New ANU Faculty Dr Hai Wu and Dr Stanley Choi recently presented a RegNet seminar on the effectiveness of responsive regulation in securities regulation and financial crisis prevention. This was research of Choi, Chen, Wright and Wu[1] which set out to test the effectiveness of the construction between 1992 and 2006 of the Australian Securities and Investment Commission’s (ASIC) responsive regulatory pyramid. The Choi et al analysis showed that as successive regulatory crises and law reform surges progressively equipped ASIC with new layers of more varied arrows in its law enforcement quiver, the effectiveness of ASIC enforcement progressively increased.

A difference-in-difference analysis with the impact of New Zealand securities and financial market regulation as a control reinforced this result. From the perspective of Choi et al.’s disciplines of economics and accounting, and their provenance in business schools, they were interested in the effectiveness of securities regulation in making markets more transparent to investors and therefore more efficient and hopefully less prone to artificial bubbles that burst. The ASIC outcome of concern was whether the market was fully informed. Did regulation produce an improved information environment and market liquidity? Hence, Choi et al. measured the impact of the Australian and New Zealand financial disclosure regimes by variables such as reduction in financial analysts’ forecast errors, forecast dispersion, bid-ask spread, and increase in the turnover rate from the market liquidity test.
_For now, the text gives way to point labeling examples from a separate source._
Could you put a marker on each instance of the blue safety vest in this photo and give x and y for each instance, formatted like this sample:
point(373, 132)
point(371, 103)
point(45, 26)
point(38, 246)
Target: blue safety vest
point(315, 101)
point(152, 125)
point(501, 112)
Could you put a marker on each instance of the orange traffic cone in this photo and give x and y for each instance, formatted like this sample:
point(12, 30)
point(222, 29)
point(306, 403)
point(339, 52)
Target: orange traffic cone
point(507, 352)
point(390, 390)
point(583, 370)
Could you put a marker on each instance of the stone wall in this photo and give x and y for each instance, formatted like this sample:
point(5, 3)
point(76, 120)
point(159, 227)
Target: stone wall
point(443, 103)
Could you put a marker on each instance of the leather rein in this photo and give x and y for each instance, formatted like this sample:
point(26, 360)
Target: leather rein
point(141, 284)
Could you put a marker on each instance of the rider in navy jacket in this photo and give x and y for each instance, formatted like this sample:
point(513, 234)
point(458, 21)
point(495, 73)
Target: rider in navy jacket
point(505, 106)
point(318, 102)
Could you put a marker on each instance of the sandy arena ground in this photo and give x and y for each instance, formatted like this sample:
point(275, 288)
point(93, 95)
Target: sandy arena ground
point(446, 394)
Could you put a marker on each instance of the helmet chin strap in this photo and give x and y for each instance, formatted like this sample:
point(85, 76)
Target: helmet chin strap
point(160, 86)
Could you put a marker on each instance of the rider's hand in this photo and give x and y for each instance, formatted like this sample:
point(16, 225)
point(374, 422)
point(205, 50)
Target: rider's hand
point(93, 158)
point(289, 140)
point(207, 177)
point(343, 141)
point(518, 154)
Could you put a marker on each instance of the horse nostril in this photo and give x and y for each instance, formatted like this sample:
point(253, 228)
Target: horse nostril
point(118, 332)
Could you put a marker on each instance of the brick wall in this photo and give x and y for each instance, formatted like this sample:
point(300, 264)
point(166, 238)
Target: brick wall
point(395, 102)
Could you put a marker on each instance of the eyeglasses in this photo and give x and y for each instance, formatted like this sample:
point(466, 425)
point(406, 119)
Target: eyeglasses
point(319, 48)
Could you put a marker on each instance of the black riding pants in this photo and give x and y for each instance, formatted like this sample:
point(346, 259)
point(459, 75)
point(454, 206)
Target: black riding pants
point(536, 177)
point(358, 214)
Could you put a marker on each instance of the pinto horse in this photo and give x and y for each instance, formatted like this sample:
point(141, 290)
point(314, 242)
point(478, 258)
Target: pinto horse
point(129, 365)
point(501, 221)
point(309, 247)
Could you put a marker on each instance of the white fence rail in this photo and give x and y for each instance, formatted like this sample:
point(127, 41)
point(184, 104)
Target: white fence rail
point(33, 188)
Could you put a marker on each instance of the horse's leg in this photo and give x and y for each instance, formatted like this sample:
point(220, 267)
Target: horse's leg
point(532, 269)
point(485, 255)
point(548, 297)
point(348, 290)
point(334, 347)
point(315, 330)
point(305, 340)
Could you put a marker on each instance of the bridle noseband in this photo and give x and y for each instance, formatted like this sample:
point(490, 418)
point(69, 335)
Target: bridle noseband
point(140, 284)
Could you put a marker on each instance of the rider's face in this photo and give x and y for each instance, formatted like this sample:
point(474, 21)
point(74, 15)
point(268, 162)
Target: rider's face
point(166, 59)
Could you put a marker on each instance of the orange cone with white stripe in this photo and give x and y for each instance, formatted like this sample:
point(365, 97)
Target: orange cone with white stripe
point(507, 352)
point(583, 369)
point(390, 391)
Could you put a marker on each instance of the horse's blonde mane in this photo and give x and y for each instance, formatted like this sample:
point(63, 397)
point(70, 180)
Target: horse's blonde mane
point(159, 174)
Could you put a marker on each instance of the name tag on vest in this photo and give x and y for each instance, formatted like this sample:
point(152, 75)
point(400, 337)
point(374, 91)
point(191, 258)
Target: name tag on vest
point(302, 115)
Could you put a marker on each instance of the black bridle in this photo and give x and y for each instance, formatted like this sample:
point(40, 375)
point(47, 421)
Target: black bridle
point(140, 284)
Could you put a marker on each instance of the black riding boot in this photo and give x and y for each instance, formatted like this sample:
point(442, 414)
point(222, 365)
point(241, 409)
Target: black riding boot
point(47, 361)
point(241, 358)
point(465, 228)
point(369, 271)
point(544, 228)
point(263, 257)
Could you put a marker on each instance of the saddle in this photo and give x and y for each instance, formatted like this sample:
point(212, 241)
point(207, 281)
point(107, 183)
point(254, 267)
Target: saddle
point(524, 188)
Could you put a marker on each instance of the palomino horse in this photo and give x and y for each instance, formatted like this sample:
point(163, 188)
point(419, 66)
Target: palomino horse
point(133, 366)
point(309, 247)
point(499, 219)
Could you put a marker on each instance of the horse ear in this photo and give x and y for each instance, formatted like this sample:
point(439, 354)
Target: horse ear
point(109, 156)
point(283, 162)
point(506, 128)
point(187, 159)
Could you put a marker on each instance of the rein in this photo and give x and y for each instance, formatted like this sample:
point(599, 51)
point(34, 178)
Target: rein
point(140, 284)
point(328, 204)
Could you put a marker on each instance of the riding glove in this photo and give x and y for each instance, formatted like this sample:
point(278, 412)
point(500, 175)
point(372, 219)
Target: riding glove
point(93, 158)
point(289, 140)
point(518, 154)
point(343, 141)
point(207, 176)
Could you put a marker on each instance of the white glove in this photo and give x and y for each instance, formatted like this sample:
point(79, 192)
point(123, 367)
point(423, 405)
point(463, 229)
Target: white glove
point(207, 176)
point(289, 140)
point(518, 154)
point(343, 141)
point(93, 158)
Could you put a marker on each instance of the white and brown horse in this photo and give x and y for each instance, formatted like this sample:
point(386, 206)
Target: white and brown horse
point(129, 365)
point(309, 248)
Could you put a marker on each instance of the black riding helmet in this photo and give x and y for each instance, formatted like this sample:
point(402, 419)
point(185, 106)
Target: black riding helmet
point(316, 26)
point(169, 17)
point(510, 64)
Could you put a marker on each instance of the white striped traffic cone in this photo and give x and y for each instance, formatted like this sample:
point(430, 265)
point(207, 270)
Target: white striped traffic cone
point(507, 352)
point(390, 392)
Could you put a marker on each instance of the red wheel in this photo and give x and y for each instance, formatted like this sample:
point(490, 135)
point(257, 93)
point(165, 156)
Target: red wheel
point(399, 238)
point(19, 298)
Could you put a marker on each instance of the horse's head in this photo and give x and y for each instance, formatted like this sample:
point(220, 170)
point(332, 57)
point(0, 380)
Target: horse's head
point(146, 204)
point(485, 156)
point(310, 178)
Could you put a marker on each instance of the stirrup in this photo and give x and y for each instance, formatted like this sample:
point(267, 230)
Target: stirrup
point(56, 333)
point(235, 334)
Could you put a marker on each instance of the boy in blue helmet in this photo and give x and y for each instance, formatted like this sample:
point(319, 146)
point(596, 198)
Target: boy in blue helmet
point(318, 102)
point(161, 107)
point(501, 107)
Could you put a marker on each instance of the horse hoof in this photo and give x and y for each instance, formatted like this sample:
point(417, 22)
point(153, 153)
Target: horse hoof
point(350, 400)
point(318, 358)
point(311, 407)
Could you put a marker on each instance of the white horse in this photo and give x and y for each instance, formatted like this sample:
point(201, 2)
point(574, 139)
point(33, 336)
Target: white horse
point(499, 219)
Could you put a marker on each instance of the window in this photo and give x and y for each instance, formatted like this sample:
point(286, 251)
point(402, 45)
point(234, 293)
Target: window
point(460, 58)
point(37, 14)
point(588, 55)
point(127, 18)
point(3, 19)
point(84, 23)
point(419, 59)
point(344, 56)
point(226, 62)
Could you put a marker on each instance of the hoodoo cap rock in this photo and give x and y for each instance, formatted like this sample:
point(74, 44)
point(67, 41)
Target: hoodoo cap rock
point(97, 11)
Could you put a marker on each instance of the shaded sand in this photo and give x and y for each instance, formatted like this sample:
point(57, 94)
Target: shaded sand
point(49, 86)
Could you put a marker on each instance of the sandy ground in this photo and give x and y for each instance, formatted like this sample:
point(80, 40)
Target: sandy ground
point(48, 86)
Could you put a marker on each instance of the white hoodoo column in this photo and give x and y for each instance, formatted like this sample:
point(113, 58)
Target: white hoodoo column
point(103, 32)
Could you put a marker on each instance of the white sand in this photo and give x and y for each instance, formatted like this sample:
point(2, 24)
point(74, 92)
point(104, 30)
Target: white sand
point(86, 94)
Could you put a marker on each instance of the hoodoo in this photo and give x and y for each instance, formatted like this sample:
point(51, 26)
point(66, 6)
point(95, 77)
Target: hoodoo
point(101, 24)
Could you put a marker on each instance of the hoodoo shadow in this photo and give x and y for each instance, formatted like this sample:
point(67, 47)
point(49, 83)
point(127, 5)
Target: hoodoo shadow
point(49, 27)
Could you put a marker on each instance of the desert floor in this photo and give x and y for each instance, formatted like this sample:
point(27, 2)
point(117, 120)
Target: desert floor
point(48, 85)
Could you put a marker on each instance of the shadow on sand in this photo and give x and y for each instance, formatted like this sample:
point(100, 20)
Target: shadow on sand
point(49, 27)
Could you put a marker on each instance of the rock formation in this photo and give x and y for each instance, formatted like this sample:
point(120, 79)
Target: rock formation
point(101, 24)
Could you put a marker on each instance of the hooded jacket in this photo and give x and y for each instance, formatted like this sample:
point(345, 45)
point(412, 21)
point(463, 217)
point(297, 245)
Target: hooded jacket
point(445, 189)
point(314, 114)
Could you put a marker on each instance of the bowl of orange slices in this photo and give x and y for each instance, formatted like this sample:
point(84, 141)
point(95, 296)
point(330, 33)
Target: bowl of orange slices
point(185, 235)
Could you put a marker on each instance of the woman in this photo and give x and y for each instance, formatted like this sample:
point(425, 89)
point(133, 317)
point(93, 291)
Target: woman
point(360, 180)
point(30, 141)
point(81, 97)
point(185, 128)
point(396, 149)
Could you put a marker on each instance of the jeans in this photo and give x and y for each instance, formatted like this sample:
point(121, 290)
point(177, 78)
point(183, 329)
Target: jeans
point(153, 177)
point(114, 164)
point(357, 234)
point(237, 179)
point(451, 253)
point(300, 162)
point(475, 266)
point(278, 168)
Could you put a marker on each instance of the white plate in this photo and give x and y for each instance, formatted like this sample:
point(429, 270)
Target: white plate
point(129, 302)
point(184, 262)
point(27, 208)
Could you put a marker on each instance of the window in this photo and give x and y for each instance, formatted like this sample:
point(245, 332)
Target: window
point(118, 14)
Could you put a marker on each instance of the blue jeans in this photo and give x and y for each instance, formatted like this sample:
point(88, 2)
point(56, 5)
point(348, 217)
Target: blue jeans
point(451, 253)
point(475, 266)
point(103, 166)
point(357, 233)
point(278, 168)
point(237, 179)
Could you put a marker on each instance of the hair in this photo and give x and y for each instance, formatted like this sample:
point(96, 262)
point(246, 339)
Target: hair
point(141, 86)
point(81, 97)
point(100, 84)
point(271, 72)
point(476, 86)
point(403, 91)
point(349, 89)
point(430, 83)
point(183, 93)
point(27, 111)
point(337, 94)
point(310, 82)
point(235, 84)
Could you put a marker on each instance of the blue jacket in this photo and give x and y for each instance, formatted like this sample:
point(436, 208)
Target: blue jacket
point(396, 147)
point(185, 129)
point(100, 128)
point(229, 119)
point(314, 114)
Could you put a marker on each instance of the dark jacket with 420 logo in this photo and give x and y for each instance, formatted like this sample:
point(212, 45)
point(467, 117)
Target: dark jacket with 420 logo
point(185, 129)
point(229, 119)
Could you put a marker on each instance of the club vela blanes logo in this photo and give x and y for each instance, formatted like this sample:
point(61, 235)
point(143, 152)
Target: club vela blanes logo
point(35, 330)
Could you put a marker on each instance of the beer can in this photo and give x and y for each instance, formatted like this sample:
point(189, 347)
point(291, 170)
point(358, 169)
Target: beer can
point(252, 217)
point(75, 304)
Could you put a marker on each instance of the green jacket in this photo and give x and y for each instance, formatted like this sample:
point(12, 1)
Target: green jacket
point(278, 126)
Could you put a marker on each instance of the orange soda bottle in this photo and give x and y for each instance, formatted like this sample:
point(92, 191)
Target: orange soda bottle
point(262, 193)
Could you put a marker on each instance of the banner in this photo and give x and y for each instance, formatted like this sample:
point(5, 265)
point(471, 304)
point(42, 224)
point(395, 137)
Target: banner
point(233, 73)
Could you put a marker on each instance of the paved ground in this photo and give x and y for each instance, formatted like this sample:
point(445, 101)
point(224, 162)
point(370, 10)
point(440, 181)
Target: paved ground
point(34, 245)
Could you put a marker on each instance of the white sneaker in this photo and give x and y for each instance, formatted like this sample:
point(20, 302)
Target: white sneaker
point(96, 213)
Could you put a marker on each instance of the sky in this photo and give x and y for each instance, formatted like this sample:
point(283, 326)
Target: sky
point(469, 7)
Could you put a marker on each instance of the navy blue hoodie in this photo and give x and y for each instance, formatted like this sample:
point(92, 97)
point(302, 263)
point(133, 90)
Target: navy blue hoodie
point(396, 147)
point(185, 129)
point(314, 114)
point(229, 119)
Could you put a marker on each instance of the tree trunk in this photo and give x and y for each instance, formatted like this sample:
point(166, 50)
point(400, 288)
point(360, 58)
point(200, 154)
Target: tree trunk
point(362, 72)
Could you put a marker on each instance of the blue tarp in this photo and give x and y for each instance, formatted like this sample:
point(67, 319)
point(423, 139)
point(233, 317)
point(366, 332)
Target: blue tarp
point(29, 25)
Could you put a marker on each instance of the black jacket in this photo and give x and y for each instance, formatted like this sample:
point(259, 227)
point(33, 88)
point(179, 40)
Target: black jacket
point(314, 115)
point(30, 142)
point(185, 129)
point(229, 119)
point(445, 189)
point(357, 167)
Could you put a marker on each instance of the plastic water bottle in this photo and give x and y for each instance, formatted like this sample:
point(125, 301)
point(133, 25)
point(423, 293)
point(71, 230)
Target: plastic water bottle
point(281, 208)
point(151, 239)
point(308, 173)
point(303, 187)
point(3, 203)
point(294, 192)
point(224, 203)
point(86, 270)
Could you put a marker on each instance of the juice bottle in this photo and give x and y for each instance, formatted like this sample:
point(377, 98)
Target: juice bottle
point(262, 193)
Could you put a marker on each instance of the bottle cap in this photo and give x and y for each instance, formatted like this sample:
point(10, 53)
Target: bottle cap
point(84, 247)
The size of the ASIC budget and enforcement intensity (measured by prosecution counts) helped analysts to reduce forecast errors for future profits. The responsive regulation effect was even stronger in increasing predictive accuracy over and above those impacts on the integrity of markets. The leverage in the data was formidable, with an Australian sample of 148,498 firm-month observations (with each observation based on the median across a number of analysts) and a New Zealand sample of 116,585.

This study has the strength of a multi-construct multi-method move to a pooled time-series cross-sectional analysis of all major corporations in an economy on an outcome that securities enforcement is designed to deliver, combined with a difference-in-difference analysis of two whole economies. It delivers a larger n of observations than research in the criminological paradigm of deterrence research.

I discuss this study in my comment on an important new meta-analysis on the efficacy of deterrence with corporate crime that will be published next month in Criminology and Public Policy by Nathalie Schell-Busey, Sally Simpson, Melissa Rorie and Mariel Alper. [2]

References

[1] K.W. Choi, X. M. Chen, S. Wright, and H. Wu. 2016. Responsive Enforcement Strategy and Corporate Compliance with Disclosure Regulation. Working Paper, Macquarie University and Australian National University.

[2] Schell-Busey, Natalie, Sally S. Simpson, Melissa Rorie, and Mariel Alper. 2016. What works? A systematic review of corporate crime deterrenceCriminology & Public Policy 15(2).